She looks at the Kamal for a long time. He can tell she’s anxious. “I’ve never done anything like that before,” she says.

“Then come,” says Sigrud, standing, “and I will help you.”

* * *

He makes her dry-fire it for ten minutes first. She’s shocked at how heavy it is, which makes him doubt his choice of firearm, but when she sees his face flicker she insists she can do it.

He has her aim it at a line of tin cans he’s stuck up on the fence, telling her to feel the weight of the thing, feel how to distribute the weight across her arms and her shoulders. “Keep it snug against your shoulder,” he says. “It will kick. It will likely kick hard.”

He watches her, this pale, skinny thing, holding on to the rifling and blinking nervously as she stares down its sights. She pulls the trigger, wincing each time at the click.
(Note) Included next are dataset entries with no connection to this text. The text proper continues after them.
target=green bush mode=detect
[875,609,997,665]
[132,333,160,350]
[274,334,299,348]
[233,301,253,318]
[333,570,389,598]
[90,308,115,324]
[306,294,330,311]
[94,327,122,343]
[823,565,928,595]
“It is not a magic stick,” says Sigrud. “It is a machine. It is like a little factory, with all the parts clicking along to chamber the round, fire the round, expel the round. You must listen as the factory works, understand its beat, work within its cadence. All right?”
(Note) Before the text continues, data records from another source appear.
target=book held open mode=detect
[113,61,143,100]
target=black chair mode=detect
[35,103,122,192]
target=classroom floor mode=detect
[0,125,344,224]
She dry-fires again, pulling the trigger, imagining its kick. “All right,” she says softly.

He takes it back, double-checks the safety. Then he shows her how to lock the bolt all the way to the rear to avoid it snapping her thumb. He explains how she’s going to load it—and she is the one who will load it, he says, he won’t help her do this—how she’s going to take the clip, the brass of the bullets bright and eager, and insert it into the rifle, feeling it give her resistance, until she feels the click. Then he explains how she’s going to let go quickly, the bolt sliding to the front and automatically chambering the top round.

“That’s it?” she says.

“That’s it.”

“I thought it would be harder.”

“Wars are won by efficiency,” says Sigrud. “The easier a weapon is to operate, the easier it is to train many soldiers at once. When the safety is off, it will be ready to fire. Eight shots. When the weapon is empty, it will eject the clip.”

She hesitates, holding the clip in her hand. “Should I be nervous?”

“Yes. It is a firearm, after all. It is a tool designed to do one thing. Just as one might fear a mechanized saw, it is reasonable to fear a firearm. But you cannot let your fear of the thing keep you from operating it, or operating it well.”

Taty licks her lips, then inserts the clip. She pushes, but not hard enough.

“Push hard,” he says. “It is a machine. Like you are opening a can of soup.”

She pushes down harder. The clip slides into the rifling with a loud click. She keeps it pressed down for a moment, then quickly draws her hand away. The bolt smoothly slides into place, chambering the top round. She gasps, half in astonishment, half in delight that she did it.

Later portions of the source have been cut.